1.070 is more than 50% higher, but after adding water it's pretty much all the same.

With all grain brewing, getting the right volumes is important, it will take few times to get that more predictable. I think I mentioned before, boil off is more kettle/heat source related than batch size related. IOW, boil off volume with 20 liters can be close to boil off with only 10 liters, which can be close to boil off with a mere 5 liters. Using a boil off percentage is looking at it the wrong way, or inaccurate at best.

Batch sparging:
Grain => add strike water + stir => mash => stir => vorlauf + lauter => add sparge water + stir => vorlauf + lauter. Repeat last 2 steps if splitting sparge into 2.

You're aiming at getting just the right pre-boil volume and gravity. Then after boiling off a known amount, will yield your target post boil volume at the desired gravity. No top up water should be needed. If you get all those within 10% you're doing well.
 
I waited 3 days, gravity reading hadn't changed so chose to bottle. Bottling was far from great, I didn't fully test all the equipment with water before using, so my bad and further lessons learnt...

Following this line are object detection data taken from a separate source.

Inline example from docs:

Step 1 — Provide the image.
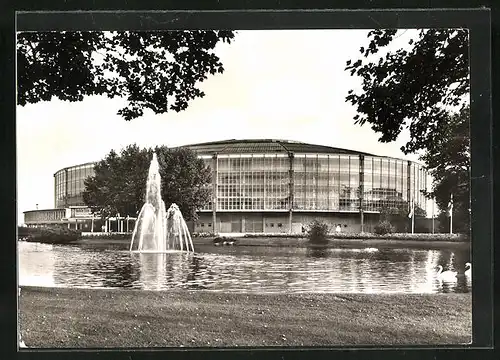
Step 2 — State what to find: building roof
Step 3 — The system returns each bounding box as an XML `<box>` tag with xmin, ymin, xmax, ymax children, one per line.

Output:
<box><xmin>183</xmin><ymin>139</ymin><xmax>376</xmax><ymax>156</ymax></box>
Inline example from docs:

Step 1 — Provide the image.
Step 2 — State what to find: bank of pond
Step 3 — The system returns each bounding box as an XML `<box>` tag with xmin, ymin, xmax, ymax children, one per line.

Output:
<box><xmin>18</xmin><ymin>226</ymin><xmax>470</xmax><ymax>247</ymax></box>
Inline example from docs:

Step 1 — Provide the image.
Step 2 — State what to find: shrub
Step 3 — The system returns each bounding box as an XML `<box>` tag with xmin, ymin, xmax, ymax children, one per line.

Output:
<box><xmin>307</xmin><ymin>220</ymin><xmax>329</xmax><ymax>245</ymax></box>
<box><xmin>373</xmin><ymin>220</ymin><xmax>396</xmax><ymax>235</ymax></box>
<box><xmin>18</xmin><ymin>226</ymin><xmax>82</xmax><ymax>244</ymax></box>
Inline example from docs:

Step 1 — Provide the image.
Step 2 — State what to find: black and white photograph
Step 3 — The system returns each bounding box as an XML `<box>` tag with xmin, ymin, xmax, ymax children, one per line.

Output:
<box><xmin>16</xmin><ymin>9</ymin><xmax>484</xmax><ymax>350</ymax></box>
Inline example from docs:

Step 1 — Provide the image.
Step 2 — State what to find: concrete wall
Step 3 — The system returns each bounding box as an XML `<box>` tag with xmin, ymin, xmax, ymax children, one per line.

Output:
<box><xmin>194</xmin><ymin>212</ymin><xmax>379</xmax><ymax>234</ymax></box>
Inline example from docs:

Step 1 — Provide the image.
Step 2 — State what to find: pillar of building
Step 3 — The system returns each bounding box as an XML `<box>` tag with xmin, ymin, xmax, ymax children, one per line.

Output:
<box><xmin>288</xmin><ymin>153</ymin><xmax>294</xmax><ymax>234</ymax></box>
<box><xmin>358</xmin><ymin>154</ymin><xmax>365</xmax><ymax>233</ymax></box>
<box><xmin>406</xmin><ymin>160</ymin><xmax>414</xmax><ymax>229</ymax></box>
<box><xmin>212</xmin><ymin>154</ymin><xmax>219</xmax><ymax>235</ymax></box>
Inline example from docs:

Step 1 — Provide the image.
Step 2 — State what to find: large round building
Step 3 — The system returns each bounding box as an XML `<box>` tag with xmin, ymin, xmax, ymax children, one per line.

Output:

Ended up with around 6 litres of beer, which means I had around 7 when taking into account the crap at the bottom you need to leave. I wrote earlier that I had messed up water amounts... but I guess this also illustrated another reason to do 20L rather than 10L brews, the amount you lose at the bottom of the fermenter is probably not double for 20L, so you probably get a higher ratio of usable beer.

Anyway, lessons learnt, lessons learnt... hoping the beer is drinkable, at whatever mystery ABV it is (somewhere between 2.6 and 5 ;)), and I'll aim to improve on my next brew.

Appreciate once again the help from everyone.